How to get Bigram/Trigram of word from prelisted unigram from a document corpus / dataframe column

Solution 1:

First, you can optioanlly load the nltk's stop word list and remove any stop words from the text (such as "is", "its", "in", and "and"). Alternatively, you can define your own stop words list, as well as even extend the nltk's list with additional words. Following, you can use nltk.bigrams() and nltk.trigrams() methods to get bigrams and trigrams joined with an underscore _, as you asked.

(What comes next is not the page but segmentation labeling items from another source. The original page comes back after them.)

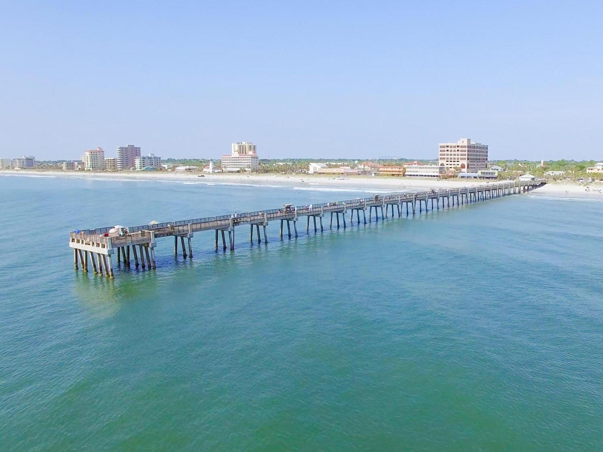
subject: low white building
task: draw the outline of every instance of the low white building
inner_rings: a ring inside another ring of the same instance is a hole
[[[326,168],[327,166],[324,163],[309,163],[308,165],[308,174],[314,174],[318,172],[318,170],[322,168]]]
[[[446,168],[437,165],[409,165],[406,175],[410,177],[440,177],[446,174]]]
[[[594,166],[589,166],[586,169],[586,172],[603,172],[603,162],[595,163]]]
[[[187,166],[186,165],[180,165],[180,166],[176,167],[175,171],[178,172],[185,172],[186,171],[192,172],[192,171],[197,171],[198,169],[198,166]]]
[[[69,160],[63,162],[63,169],[66,171],[73,171],[75,169],[81,169],[84,167],[84,164],[81,160]]]
[[[526,172],[523,176],[519,177],[519,180],[522,182],[529,182],[530,181],[534,180],[536,177],[530,174],[529,172]]]
[[[161,157],[157,157],[154,154],[135,157],[134,158],[134,168],[137,171],[142,171],[145,168],[160,168]]]

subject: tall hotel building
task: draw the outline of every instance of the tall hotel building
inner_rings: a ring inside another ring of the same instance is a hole
[[[140,148],[134,145],[120,146],[115,151],[115,166],[118,171],[134,168],[134,159],[140,156]]]
[[[105,169],[105,152],[102,148],[84,151],[81,161],[86,171],[103,170]]]
[[[461,172],[477,172],[488,166],[488,145],[461,138],[456,143],[440,143],[440,166],[459,168]]]
[[[248,141],[233,143],[231,153],[223,155],[220,162],[224,172],[257,171],[260,168],[256,145]]]

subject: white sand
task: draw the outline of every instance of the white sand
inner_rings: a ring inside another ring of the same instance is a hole
[[[144,180],[170,180],[170,181],[195,181],[197,182],[245,184],[246,185],[272,185],[295,187],[333,187],[345,190],[367,188],[378,191],[421,190],[430,188],[455,188],[467,187],[486,183],[495,183],[497,181],[487,181],[481,180],[438,180],[429,178],[414,177],[387,177],[383,176],[348,176],[346,180],[337,179],[324,175],[313,174],[286,175],[286,174],[226,174],[215,173],[205,174],[204,177],[199,177],[197,173],[185,174],[175,172],[150,171],[119,172],[93,172],[83,171],[42,171],[33,170],[0,171],[0,175],[22,176],[55,176],[68,178],[108,178],[112,179],[132,179]],[[603,193],[597,191],[586,192],[586,187],[603,191],[603,184],[577,184],[569,182],[552,183],[533,190],[534,193],[543,194],[555,194],[560,195],[580,196],[592,198],[600,196],[603,198]]]

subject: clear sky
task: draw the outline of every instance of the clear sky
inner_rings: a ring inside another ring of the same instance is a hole
[[[603,159],[603,2],[0,0],[0,157]]]

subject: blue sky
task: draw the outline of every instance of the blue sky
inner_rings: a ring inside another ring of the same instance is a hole
[[[603,158],[601,2],[0,7],[0,157]]]

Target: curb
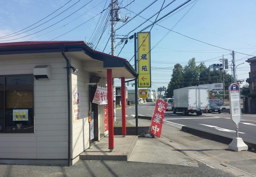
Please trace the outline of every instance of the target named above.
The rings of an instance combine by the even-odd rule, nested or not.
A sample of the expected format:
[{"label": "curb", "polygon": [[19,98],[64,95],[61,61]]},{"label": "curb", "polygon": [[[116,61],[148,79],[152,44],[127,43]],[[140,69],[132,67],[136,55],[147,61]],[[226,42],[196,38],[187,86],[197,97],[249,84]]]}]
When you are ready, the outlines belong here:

Also, have a look at Collocations.

Edit: If you haven't already, you need to include the following once in your code, in order to download the stop words list.'stopwords')


import nltk
from nltk.tokenize import word_tokenize
from nltk.corpus import stopwords

word_data = "coca cola is expanding its business in soft drinks and aerated water"
#word_data = "lime soda is the best selling item in fast food stores"

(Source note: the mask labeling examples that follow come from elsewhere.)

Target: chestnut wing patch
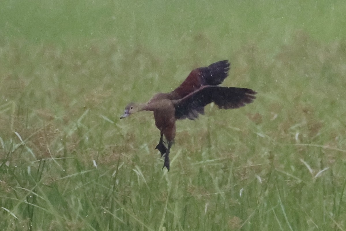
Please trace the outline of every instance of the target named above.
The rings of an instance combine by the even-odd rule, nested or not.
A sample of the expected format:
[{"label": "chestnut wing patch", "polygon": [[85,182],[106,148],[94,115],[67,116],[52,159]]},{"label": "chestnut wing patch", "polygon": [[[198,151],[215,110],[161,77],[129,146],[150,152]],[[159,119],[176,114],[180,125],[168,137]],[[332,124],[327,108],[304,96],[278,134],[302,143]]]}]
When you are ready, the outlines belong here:
[{"label": "chestnut wing patch", "polygon": [[230,65],[228,60],[222,60],[196,68],[173,92],[182,98],[203,86],[219,85],[228,75]]},{"label": "chestnut wing patch", "polygon": [[219,108],[236,108],[252,102],[256,91],[248,88],[206,86],[181,99],[173,100],[175,118],[193,120],[204,114],[204,107],[214,102]]}]

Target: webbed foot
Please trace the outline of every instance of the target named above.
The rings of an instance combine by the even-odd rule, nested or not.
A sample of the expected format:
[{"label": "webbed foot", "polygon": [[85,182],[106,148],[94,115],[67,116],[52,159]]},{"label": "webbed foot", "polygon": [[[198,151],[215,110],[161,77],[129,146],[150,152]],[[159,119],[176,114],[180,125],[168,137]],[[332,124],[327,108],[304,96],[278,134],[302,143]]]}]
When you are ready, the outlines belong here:
[{"label": "webbed foot", "polygon": [[163,164],[162,169],[163,169],[165,167],[167,169],[167,170],[170,170],[170,158],[168,157],[168,155],[165,156],[165,162]]}]

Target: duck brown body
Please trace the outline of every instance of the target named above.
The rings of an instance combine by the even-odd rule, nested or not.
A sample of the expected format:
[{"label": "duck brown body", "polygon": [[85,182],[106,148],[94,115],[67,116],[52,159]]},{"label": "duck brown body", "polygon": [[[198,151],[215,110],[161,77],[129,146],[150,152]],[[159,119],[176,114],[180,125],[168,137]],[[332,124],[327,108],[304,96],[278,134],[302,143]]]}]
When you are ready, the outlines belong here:
[{"label": "duck brown body", "polygon": [[[144,104],[130,103],[120,118],[142,110],[154,112],[155,125],[160,131],[156,149],[161,157],[165,155],[163,168],[169,170],[169,154],[175,136],[177,119],[198,118],[199,114],[204,114],[204,107],[212,102],[220,108],[227,109],[242,107],[256,98],[257,92],[251,89],[218,86],[228,75],[229,66],[228,60],[224,60],[195,69],[172,92],[157,93]],[[167,140],[167,148],[164,136]]]}]

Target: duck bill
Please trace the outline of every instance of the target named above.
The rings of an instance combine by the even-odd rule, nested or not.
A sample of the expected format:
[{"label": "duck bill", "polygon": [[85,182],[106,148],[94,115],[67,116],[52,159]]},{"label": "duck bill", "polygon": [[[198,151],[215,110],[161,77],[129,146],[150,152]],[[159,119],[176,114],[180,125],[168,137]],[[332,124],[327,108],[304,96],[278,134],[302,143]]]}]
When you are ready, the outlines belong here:
[{"label": "duck bill", "polygon": [[119,119],[122,119],[122,118],[125,118],[126,117],[127,117],[129,115],[130,115],[130,114],[129,114],[127,112],[125,112],[125,113],[124,113],[124,114],[123,114],[122,115],[121,115],[121,116],[120,116],[120,117],[119,117]]}]

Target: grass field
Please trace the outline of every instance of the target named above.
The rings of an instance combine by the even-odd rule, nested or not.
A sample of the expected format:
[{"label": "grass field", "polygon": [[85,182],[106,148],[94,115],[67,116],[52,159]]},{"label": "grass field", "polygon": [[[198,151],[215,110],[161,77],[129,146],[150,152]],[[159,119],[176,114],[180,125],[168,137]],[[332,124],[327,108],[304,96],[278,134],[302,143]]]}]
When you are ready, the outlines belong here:
[{"label": "grass field", "polygon": [[[346,230],[346,2],[133,1],[2,1],[0,230]],[[162,170],[119,116],[227,59]]]}]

# load nltk's stop word list
stop_words = list(stopwords.words('english'))
# extend the stop words list
#stop_words.extend(["best", "selling", "item", "fast"])

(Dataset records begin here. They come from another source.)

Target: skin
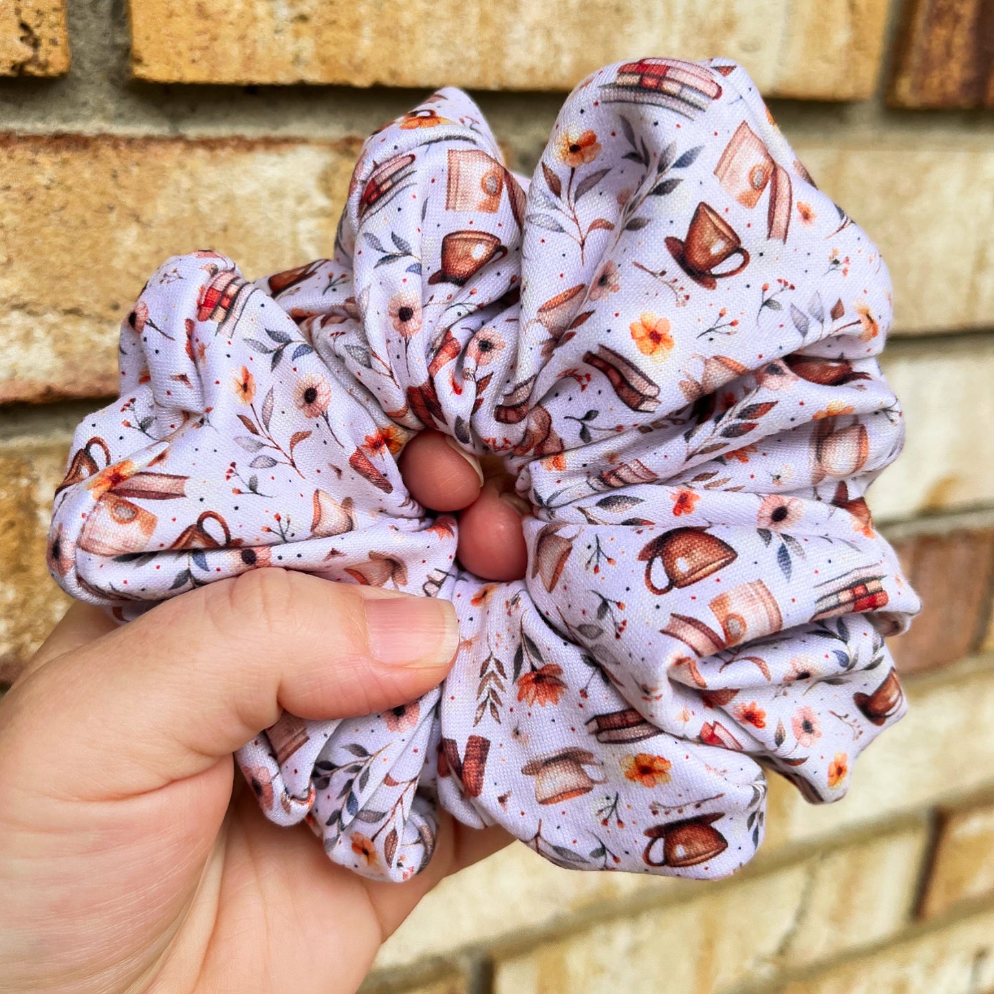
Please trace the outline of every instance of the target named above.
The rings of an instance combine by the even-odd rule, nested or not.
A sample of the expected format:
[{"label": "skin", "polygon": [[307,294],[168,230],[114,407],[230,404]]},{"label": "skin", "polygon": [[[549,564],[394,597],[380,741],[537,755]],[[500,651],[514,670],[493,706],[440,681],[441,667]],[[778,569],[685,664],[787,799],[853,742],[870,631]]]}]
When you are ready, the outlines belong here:
[{"label": "skin", "polygon": [[[460,558],[523,574],[506,481],[481,486],[426,434],[404,471],[419,465],[426,506],[462,488]],[[355,991],[428,890],[509,841],[443,815],[424,873],[375,883],[265,820],[235,768],[283,707],[365,715],[445,676],[454,630],[404,665],[374,658],[366,601],[392,596],[409,599],[269,569],[123,627],[70,608],[0,701],[0,992]]]}]

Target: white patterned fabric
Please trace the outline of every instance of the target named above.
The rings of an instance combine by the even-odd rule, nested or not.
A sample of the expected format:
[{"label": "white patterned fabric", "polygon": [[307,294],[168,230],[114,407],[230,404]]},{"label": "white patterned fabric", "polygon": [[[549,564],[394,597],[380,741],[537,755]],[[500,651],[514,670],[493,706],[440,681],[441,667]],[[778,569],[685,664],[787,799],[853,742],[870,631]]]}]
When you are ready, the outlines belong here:
[{"label": "white patterned fabric", "polygon": [[[239,752],[336,863],[408,879],[440,806],[563,866],[720,877],[761,840],[761,765],[835,800],[904,711],[883,636],[917,599],[864,501],[904,436],[891,315],[738,66],[600,70],[530,181],[442,89],[367,140],[333,258],[151,277],[51,569],[121,620],[260,567],[454,602],[440,687]],[[523,580],[461,570],[457,519],[407,493],[425,427],[516,475]]]}]

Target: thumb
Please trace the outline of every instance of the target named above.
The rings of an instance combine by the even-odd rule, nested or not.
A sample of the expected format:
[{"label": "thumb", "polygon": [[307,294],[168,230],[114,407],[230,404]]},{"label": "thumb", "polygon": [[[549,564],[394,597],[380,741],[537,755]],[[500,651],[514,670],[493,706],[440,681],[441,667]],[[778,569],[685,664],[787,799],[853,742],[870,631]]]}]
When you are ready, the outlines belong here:
[{"label": "thumb", "polygon": [[[395,707],[448,672],[446,600],[252,571],[185,593],[30,673],[0,702],[0,782],[106,799],[195,775],[285,708]],[[54,757],[72,749],[72,762]]]}]

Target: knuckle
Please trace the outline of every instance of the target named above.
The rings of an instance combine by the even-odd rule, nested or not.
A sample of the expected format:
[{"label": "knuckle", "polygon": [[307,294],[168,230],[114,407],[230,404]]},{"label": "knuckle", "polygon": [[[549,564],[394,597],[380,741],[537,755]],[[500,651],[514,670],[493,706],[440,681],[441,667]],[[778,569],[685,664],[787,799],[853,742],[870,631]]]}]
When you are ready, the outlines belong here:
[{"label": "knuckle", "polygon": [[303,580],[285,570],[251,570],[230,581],[212,584],[205,593],[205,609],[224,636],[245,639],[276,631],[292,617]]}]

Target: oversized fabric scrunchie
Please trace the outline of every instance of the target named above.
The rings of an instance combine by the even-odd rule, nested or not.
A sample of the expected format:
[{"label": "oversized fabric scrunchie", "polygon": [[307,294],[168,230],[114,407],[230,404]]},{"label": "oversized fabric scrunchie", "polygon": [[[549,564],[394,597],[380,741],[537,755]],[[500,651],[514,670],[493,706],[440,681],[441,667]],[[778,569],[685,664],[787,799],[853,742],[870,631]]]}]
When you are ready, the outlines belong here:
[{"label": "oversized fabric scrunchie", "polygon": [[[566,867],[719,877],[762,837],[757,760],[835,800],[904,710],[883,636],[917,600],[864,502],[903,440],[891,314],[738,66],[600,70],[530,183],[442,89],[366,142],[333,259],[152,276],[51,568],[121,619],[267,566],[455,603],[439,688],[239,752],[336,863],[408,879],[440,804]],[[424,427],[516,474],[524,580],[466,574],[406,492]]]}]

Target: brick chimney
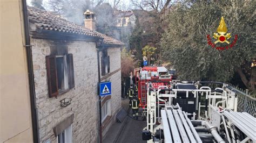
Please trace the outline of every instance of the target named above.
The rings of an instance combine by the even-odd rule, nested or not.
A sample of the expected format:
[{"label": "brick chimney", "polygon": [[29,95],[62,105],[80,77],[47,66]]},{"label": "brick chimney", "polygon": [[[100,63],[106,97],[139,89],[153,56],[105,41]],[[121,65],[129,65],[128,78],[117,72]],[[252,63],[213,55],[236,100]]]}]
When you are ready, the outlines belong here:
[{"label": "brick chimney", "polygon": [[87,10],[84,13],[84,15],[85,18],[84,19],[84,26],[85,28],[96,31],[95,13]]}]

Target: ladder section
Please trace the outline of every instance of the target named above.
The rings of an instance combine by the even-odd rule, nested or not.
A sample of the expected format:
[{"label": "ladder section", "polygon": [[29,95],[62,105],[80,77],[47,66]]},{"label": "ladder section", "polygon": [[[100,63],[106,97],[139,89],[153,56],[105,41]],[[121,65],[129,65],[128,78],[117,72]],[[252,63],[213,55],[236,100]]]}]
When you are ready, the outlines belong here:
[{"label": "ladder section", "polygon": [[170,109],[160,112],[165,142],[202,142],[184,111]]},{"label": "ladder section", "polygon": [[142,80],[140,82],[140,95],[142,96],[142,105],[146,104],[146,78]]}]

# tokenise the string and remove stop words
word_tokens = word_tokenize(word_data)
clean_word_data = [w for w in word_tokens if not w.lower() in stop_words]
# get bigrams
bigrams_list = ["_".join(item) for item in nltk.bigrams(clean_word_data)]

# get trigrams 
trigrams_list = ["_".join(item) for item in nltk.trigrams(clean_word_data)]


Once you get the bigram and trigram lists, you can check for matches against your keyword list to keep only the relevant ones.

keywordlist = ['coca' , 'food', 'soft', 'aerated', 'soda']

def find_matches(n_grams_list):
    matches = []
    for k in keywordlist:
        matching_list = [s for s in n_grams_list if k in s]
        [matches.append(m) for m in matching_list if m not in matches]
    return matches

all_matching_bigrams = find_matches(bigrams_list) # find all mathcing bigrams  
all_matching_trigrams = find_matches(trigrams_list) # find all mathcing trigrams

# join the two lists
all_matches = all_matching_bigrams + all_matching_trigrams


['coca_cola', 'business_soft', 'soft_drinks', 'drinks_aerated', 'aerated_water', 'coca_cola_expanding', 'expanding_business_soft', 'business_soft_drinks', 'soft_drinks_aerated', 'drinks_aerated_water']